Head
Prof. Dr. OLIVER WURL
Falkor FK191120
The primary goal of this project has been to investigate the physical consequences of surface slicks on the surface ocean heat budget and mixed layer dynamics. A complementary but equally important goal is to develop remote sensing algorithms for the detection of a biogeochemically important cyanobacterium Trichodesmium. We proposed the study in the Southwest Pacific near Tonga/Fiji or the Pacific US West Coast where surface slicks are common. Understanding gained from this project will improve models of the diurnal cycles of the mixed-layer surface heat budget and global biogeochemical cycles, and sea surface temperature to improve our understanding of the effect of small-scale features and fractal filaments in satellite imagery.

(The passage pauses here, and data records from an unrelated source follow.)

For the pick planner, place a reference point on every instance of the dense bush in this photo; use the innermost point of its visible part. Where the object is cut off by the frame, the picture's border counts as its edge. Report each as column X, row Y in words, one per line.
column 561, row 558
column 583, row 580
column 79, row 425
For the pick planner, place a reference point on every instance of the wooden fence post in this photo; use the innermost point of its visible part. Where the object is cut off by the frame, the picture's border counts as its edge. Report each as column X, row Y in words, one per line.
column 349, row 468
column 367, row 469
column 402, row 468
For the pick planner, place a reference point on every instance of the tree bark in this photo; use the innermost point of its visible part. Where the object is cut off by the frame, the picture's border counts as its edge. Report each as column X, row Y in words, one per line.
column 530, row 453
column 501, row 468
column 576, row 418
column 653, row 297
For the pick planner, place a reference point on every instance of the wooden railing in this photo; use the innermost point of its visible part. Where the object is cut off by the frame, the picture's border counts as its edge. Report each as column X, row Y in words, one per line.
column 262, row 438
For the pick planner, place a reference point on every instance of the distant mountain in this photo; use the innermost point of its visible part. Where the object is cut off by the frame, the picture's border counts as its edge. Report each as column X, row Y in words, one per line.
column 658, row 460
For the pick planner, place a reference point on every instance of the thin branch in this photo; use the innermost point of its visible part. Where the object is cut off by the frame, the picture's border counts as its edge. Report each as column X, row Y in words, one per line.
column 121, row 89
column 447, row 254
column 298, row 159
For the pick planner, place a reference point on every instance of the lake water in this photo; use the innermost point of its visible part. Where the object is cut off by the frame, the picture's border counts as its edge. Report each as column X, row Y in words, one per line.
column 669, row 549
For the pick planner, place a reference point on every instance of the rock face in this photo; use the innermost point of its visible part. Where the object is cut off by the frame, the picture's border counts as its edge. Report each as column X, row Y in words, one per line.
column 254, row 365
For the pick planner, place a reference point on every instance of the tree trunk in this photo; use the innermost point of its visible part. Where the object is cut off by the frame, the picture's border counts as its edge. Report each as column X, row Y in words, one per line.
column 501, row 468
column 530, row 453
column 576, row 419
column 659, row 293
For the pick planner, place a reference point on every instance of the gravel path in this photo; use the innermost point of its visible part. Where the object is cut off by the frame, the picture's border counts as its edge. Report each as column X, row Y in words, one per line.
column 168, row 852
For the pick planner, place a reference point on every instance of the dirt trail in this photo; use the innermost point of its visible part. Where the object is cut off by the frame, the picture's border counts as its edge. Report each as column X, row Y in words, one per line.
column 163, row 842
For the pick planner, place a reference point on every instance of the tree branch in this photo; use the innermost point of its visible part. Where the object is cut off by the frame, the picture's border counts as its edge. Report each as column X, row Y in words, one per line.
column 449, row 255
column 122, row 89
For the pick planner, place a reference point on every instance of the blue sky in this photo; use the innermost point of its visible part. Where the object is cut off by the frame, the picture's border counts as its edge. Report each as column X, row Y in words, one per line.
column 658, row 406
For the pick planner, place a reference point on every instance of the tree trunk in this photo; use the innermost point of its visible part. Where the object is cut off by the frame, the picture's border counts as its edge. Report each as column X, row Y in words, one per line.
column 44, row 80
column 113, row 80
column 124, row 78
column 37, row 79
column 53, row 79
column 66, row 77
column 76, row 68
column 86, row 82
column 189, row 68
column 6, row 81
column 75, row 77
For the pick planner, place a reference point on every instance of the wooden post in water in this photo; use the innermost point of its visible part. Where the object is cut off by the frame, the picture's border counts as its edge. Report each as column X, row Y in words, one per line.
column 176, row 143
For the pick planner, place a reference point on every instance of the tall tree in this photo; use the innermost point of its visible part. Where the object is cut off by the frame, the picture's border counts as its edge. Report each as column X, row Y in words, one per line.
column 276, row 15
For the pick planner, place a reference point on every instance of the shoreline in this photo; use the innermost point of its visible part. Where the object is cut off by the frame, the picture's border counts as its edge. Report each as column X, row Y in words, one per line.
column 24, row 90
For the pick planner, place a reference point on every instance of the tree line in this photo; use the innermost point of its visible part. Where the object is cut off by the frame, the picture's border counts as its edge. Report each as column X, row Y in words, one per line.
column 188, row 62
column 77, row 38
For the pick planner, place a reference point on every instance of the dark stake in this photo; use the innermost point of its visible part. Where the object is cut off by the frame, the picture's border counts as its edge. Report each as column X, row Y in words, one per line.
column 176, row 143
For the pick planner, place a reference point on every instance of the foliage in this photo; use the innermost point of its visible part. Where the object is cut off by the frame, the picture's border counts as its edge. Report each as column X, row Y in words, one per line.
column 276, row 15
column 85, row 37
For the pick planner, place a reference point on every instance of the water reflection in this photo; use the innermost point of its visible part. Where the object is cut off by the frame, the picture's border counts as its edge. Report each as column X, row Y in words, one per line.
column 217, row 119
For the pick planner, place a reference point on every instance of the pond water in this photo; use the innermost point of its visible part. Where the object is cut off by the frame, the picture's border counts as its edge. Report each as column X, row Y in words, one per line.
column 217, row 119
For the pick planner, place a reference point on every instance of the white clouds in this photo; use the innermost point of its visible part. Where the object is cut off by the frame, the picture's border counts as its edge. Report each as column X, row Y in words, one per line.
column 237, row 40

Ship-deployed Unmanned Aerial Systems (UAS) equipped with hyperspectral visible and near-infrared, and broadband thermal infrared cameras studied the albedos of sea surface biogenic slicks. UAS measured air-sea heat/radiative fluxes, remote sensing reflectance, an autonomous catamaran sampled sea-surface microlayer surfactants, drifters measured the response of the upper ocean temperature, salinity, and turbulence kinetic energy, and samples was taken for measuring biogeochemical rates. The proposed effort is a quantum advance in utilizing UAS technology for science.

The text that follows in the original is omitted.